= Edward Joseph Kylie =

Canadian historian and Army officer

Edward Joseph Kylie (19 September 1880 – 14 May 1916) was a Canadian historian and Army officer.

== Biography ==
Born in Lindsay, Ontario, Kylie was the only son of Richard Kylie, a blacksmith. He was educated at home, then at a school run by the Sisters of Loreto, at Lindsay Collegiate Institute, and at University College, University of Toronto. A protégé of George MacKinnon Wrong, head of the Department of History at the University of Toronto, Kylie then proceeded to Balliol College, Oxford, where he took first-class honours in modern history in 1904.

Returning to Canada, Kylie was appointed to the Department of History at the University of Toronto in 1904 at Wrong's instigation, being promoted to associate professor in 1912. His scholarly work focused on medieval English history and 19th century Canadian history. In parallel, Kylie took an increasingly prominent part in public debates. A committed imperialist, he joined the Round Table movement, becoming the secretary of the Canadian branch.
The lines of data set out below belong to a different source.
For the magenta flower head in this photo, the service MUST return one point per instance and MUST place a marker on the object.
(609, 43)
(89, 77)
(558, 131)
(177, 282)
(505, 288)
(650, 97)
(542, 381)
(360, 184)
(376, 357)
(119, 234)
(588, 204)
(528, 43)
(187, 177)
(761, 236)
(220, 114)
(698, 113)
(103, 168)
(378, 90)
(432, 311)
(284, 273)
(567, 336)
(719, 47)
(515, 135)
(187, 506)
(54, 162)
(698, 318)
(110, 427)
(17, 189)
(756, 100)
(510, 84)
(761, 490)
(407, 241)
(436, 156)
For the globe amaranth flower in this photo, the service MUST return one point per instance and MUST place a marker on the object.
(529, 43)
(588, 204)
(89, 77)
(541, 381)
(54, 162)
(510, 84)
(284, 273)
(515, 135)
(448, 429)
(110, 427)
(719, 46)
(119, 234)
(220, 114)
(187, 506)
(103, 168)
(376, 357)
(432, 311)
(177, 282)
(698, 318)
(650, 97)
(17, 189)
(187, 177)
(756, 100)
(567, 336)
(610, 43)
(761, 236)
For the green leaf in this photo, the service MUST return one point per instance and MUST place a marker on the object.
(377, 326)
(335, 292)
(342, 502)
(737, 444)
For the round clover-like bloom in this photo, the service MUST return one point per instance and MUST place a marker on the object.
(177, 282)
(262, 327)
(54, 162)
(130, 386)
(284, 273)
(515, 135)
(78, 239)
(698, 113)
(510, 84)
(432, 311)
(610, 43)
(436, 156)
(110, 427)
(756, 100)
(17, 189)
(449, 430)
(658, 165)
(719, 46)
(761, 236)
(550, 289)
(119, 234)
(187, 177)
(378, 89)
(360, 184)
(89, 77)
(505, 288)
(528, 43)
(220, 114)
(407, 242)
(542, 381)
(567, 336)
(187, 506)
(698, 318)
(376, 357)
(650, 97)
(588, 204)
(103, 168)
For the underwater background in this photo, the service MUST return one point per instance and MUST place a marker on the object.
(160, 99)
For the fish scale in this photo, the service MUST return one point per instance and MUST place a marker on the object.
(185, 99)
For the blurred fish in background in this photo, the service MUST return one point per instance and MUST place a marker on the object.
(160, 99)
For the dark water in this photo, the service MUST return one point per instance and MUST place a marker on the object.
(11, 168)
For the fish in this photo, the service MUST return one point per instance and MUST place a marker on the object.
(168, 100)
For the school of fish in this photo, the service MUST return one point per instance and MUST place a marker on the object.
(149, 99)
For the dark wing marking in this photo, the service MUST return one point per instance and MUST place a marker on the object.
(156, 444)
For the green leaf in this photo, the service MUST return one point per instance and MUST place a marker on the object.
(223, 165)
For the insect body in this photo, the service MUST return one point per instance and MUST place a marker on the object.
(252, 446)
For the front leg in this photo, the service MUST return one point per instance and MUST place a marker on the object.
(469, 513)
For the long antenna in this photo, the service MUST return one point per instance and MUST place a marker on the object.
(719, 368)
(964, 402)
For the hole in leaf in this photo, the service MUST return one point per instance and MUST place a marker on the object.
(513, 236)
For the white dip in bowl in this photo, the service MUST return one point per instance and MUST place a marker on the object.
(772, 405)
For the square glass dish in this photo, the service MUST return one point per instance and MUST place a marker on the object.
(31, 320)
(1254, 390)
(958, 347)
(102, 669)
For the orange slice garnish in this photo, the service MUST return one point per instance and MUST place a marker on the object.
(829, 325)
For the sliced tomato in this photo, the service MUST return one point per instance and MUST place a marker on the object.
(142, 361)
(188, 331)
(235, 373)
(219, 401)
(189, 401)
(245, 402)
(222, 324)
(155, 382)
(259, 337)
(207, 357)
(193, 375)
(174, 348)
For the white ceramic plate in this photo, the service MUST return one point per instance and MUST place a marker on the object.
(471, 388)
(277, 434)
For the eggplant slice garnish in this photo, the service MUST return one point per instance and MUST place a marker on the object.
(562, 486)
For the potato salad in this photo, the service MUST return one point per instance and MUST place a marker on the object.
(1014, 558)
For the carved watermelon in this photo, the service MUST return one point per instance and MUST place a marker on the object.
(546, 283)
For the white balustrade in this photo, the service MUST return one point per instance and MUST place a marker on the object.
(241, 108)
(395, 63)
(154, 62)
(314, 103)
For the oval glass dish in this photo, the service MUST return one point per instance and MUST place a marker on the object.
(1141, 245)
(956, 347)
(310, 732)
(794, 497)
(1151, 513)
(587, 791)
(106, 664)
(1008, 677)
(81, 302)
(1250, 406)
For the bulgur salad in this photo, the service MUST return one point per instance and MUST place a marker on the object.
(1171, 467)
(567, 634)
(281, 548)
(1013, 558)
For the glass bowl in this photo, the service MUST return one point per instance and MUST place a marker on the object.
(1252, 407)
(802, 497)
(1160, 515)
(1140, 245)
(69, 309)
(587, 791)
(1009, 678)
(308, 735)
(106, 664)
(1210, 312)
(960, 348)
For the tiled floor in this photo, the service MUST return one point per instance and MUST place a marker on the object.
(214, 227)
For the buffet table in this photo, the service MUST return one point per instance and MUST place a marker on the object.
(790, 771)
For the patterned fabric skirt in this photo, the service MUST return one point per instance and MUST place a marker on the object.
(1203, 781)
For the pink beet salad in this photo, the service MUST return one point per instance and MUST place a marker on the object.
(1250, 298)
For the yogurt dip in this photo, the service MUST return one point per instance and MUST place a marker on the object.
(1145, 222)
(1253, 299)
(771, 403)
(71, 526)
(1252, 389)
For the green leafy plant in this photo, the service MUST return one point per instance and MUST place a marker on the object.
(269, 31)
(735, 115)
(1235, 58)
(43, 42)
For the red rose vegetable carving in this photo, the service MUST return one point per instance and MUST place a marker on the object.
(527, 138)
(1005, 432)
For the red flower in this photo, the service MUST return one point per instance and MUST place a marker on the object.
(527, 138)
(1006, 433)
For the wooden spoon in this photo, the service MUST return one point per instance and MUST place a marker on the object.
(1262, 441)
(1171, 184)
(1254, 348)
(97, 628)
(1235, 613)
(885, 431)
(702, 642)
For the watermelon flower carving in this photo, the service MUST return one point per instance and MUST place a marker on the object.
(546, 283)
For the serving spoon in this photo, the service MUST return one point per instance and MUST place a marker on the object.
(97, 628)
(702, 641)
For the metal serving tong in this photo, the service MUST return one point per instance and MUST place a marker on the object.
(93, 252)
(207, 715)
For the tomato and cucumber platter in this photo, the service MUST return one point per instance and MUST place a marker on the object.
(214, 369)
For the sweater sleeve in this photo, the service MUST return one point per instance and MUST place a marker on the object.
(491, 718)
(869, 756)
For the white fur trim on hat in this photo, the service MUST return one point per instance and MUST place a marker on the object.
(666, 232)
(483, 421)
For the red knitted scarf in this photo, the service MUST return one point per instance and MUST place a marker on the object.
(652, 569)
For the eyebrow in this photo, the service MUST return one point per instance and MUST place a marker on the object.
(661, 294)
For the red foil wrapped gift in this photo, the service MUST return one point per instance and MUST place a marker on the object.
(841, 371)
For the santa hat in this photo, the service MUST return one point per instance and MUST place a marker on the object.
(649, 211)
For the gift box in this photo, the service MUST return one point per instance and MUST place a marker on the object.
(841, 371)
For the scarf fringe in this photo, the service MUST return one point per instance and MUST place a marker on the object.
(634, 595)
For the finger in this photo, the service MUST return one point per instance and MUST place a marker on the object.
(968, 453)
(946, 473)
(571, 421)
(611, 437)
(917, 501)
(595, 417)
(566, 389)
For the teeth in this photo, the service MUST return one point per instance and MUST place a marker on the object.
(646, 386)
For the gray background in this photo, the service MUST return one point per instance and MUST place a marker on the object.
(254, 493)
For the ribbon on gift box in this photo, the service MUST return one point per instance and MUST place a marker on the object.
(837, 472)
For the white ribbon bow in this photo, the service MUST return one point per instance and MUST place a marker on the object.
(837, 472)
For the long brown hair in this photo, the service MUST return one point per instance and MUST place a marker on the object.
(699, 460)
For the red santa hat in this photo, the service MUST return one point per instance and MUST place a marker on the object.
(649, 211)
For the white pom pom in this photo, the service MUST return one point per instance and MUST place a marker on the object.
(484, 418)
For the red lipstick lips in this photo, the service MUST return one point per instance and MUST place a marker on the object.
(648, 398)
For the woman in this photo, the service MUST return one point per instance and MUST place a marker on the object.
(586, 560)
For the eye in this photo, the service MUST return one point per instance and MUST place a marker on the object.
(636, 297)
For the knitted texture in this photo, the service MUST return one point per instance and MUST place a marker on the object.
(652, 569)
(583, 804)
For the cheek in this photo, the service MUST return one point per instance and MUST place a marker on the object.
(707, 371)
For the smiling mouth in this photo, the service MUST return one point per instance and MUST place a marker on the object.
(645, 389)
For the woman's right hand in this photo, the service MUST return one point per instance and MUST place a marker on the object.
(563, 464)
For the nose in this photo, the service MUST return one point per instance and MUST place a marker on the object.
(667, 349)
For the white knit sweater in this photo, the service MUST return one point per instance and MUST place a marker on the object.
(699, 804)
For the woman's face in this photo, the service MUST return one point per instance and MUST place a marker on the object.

At the outbreak of the First World War, Kylie took an enthusiastic part in war work at the University of Toronto, before joining the 147th (Grey) Battalion, CEF, commanded by his friend George Franklin McFarland, as adjutant, with the rank of captain. After being inoculated for typhoid in May 1916, he developed pleurisy and lung congestion and died the same month, despite efforts to save him.